Microsoft is at it again as it gets ready to release a significant user interface update for its Edge browser. The developer has begun integrating the Copilot design language into early Canary and Dev test versions of its Microsoft Edge browser. The redesign marks a move away from the traditional Fluent Design language toward a more unified, AI-driven interface.
A redesigned tab page, revised context menus, and a settings section that resembles the Copilot app are among the design modifications. According to Windows Central, Edge will have rounded corners and utilise the same fonts and colours as Microsoft’s Copilot program.
Some of the new visual components (such as rounded edges and redesigned menus) may continue to function even if the particular “Copilot Mode” is turned off, according to early tester reports.
Additionally, the Copilot Mode of Microsoft’s browser is not connected to the new Microsoft Edge user interface. Microsoft seems to be moving forward with integrating Copilot’s distinctive design language into Edge, which may indicate that we will eventually see components of this user interface in Windows as well as other Microsoft web domains.
Last year, Mustafa Suleyman, CEO of Microsoft AI, disclosed that the company’s strategy with Edge is to improve the browser rather than develop a completely new AI browser. In an interview with Notepad, Suleyman stated, “This is just going to be one experience; there won’t be a new browser.”
Microsoft’s browser will undoubtedly feel more focused on AI capabilities than it does now if the Copilot design language is incorporated more thoroughly into Edge. The Fluent design approach that Microsoft employs in many of its products is very different from the Copilot design language. After the majority of the Inflection AI team joined Microsoft in 2024, Copilot initially received this redesigned design. The Pi AI assistant that Inflection AI was developing has a very identical design.
The major redesign features are visual aesthetics with the new colour palettes, aggressively rounded corners, and typographic styles that are directly taken from the Copilot standalone app have been included into the browser.
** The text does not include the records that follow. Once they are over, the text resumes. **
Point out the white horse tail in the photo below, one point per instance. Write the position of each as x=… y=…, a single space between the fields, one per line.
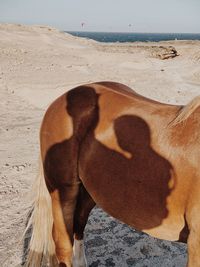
x=41 y=247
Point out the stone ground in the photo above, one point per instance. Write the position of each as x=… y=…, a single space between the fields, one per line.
x=111 y=243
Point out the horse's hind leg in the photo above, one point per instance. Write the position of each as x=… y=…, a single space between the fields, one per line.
x=83 y=207
x=63 y=206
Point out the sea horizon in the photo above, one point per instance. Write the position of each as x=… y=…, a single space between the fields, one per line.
x=121 y=37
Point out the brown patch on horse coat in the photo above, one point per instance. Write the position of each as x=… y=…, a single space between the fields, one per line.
x=132 y=184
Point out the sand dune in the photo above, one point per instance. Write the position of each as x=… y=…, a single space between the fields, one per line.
x=39 y=63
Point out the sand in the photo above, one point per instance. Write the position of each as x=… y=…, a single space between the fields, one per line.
x=37 y=64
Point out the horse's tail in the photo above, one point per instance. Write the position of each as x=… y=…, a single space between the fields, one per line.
x=41 y=246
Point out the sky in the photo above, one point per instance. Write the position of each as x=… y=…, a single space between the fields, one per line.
x=106 y=15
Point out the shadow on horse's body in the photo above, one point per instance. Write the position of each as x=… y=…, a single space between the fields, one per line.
x=136 y=158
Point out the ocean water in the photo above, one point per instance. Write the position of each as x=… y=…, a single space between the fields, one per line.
x=135 y=37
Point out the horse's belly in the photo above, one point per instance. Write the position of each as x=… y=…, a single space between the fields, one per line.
x=131 y=190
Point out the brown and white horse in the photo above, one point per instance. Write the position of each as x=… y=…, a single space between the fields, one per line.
x=136 y=158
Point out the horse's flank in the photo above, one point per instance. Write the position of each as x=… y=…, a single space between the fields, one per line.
x=103 y=143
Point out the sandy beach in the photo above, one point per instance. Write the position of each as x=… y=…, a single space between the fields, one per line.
x=39 y=63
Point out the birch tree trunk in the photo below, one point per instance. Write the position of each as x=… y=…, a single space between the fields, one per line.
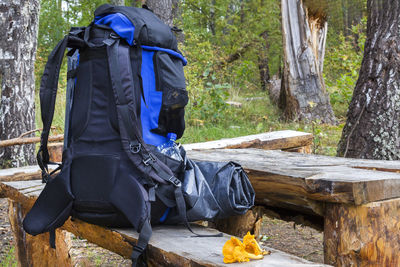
x=167 y=11
x=303 y=94
x=163 y=9
x=18 y=38
x=372 y=129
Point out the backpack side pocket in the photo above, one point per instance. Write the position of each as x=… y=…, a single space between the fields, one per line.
x=53 y=206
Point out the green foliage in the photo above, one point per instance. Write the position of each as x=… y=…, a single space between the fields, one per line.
x=213 y=31
x=9 y=260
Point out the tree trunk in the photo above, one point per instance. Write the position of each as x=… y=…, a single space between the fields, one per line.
x=372 y=129
x=18 y=31
x=263 y=62
x=303 y=94
x=163 y=9
x=167 y=11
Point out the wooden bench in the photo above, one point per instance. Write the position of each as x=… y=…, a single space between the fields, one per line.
x=169 y=245
x=357 y=200
x=20 y=186
x=356 y=203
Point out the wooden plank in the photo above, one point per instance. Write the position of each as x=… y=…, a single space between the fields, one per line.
x=286 y=139
x=169 y=245
x=293 y=178
x=366 y=235
x=35 y=250
x=29 y=140
x=20 y=174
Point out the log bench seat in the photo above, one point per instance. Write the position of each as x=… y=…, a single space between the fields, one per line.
x=356 y=203
x=169 y=245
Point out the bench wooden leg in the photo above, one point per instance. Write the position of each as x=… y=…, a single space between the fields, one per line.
x=35 y=250
x=365 y=235
x=239 y=225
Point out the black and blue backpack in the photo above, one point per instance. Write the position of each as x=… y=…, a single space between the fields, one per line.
x=125 y=93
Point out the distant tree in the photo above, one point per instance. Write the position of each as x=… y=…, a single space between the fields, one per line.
x=18 y=31
x=372 y=128
x=304 y=29
x=163 y=9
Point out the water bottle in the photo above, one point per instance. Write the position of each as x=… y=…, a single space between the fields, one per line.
x=170 y=148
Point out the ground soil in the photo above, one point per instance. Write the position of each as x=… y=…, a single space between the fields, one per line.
x=298 y=240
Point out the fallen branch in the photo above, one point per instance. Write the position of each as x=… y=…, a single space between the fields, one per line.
x=29 y=140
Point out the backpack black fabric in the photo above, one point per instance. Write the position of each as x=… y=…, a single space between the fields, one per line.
x=125 y=92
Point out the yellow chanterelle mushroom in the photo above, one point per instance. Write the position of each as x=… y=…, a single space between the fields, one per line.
x=251 y=245
x=235 y=251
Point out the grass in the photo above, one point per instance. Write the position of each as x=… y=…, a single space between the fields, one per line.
x=258 y=116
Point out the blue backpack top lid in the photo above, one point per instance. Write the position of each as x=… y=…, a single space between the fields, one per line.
x=125 y=29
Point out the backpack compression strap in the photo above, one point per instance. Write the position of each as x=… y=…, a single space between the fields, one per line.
x=147 y=163
x=48 y=92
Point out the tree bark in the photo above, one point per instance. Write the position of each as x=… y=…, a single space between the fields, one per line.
x=163 y=9
x=18 y=31
x=167 y=11
x=372 y=129
x=303 y=94
x=263 y=67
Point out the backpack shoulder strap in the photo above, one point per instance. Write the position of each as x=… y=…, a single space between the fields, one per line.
x=123 y=87
x=48 y=93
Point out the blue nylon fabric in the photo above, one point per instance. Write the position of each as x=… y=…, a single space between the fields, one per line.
x=151 y=109
x=119 y=23
x=169 y=51
x=125 y=29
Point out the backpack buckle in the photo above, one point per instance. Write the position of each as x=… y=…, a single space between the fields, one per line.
x=175 y=181
x=135 y=147
x=113 y=35
x=149 y=160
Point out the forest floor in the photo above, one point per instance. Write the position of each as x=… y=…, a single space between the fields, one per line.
x=302 y=241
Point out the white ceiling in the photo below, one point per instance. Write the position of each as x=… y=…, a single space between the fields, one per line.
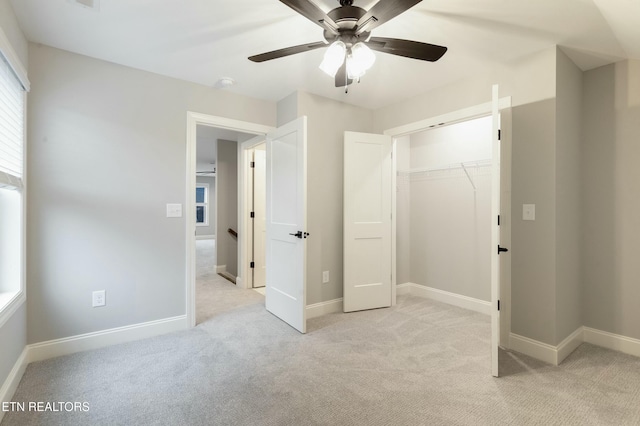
x=203 y=40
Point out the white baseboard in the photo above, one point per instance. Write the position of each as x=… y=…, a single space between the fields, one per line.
x=99 y=339
x=569 y=344
x=556 y=354
x=13 y=379
x=616 y=342
x=533 y=348
x=205 y=237
x=458 y=300
x=404 y=288
x=323 y=308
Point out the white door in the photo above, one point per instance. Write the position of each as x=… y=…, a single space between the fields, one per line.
x=367 y=221
x=259 y=216
x=495 y=231
x=286 y=223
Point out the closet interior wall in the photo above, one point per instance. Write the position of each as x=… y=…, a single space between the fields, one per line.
x=444 y=209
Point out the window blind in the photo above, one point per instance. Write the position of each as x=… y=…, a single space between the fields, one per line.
x=11 y=127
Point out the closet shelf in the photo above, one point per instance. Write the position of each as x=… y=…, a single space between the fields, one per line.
x=452 y=166
x=464 y=166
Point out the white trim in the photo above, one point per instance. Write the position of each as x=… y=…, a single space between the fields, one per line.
x=245 y=193
x=13 y=379
x=464 y=114
x=458 y=300
x=84 y=342
x=616 y=342
x=193 y=120
x=569 y=344
x=533 y=348
x=329 y=307
x=8 y=309
x=404 y=288
x=205 y=237
x=14 y=61
x=394 y=227
x=553 y=355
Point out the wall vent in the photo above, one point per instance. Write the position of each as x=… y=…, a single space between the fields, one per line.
x=87 y=4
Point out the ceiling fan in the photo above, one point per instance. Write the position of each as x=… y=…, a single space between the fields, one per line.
x=347 y=31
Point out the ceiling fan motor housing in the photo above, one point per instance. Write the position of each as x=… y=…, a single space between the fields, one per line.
x=346 y=17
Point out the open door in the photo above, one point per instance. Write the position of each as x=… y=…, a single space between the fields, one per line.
x=367 y=221
x=495 y=231
x=286 y=220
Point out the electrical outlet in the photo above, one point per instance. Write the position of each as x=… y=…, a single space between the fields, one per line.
x=99 y=298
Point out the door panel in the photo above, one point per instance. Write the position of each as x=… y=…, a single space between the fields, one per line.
x=285 y=216
x=367 y=221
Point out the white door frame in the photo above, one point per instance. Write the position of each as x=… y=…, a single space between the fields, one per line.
x=193 y=120
x=245 y=193
x=477 y=111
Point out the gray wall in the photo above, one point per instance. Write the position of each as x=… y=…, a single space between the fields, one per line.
x=531 y=82
x=13 y=333
x=568 y=183
x=11 y=28
x=328 y=120
x=450 y=223
x=227 y=205
x=403 y=211
x=211 y=229
x=107 y=153
x=611 y=199
x=533 y=244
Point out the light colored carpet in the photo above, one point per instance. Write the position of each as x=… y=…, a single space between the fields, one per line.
x=418 y=363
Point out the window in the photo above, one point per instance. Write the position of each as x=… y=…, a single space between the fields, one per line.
x=12 y=124
x=202 y=204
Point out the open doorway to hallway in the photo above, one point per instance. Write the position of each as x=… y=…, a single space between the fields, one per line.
x=216 y=218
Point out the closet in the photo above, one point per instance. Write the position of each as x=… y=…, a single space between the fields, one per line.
x=444 y=209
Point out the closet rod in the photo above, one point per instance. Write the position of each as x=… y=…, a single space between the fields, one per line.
x=464 y=165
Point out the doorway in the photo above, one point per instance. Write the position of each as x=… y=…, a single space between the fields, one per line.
x=256 y=229
x=500 y=219
x=226 y=129
x=371 y=181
Another redesigned features is the updated Components which has the Settings menu, dropdown elements, and context menus (right-click) are just a few of the UI elements that have been redesigned. Also the redesigned new tab page with a centralised input box for chat, search, and navigation, the new tab experience has been simplified to mimic the Copilot splash screen. And finally the Copilot Mode, the new Copilot Mode, which users may toggle on for a more proactive AI-driven browsing experience, is where the most noticeable visual improvements are being implemented.
The update adds “agentic” features in addition to visuals that includes the Copilot actions that enables the AI to carry out multi-step processes, such as making reservations or organising email inboxes. There is also a multi-tab context feature where Copilot can now compare products or provide complex answers by analysing and reasoning across all open tabs at once. The Journeys mode assists users in starting new research sessions by automatically organising previous browsing projects into topic-based summaries.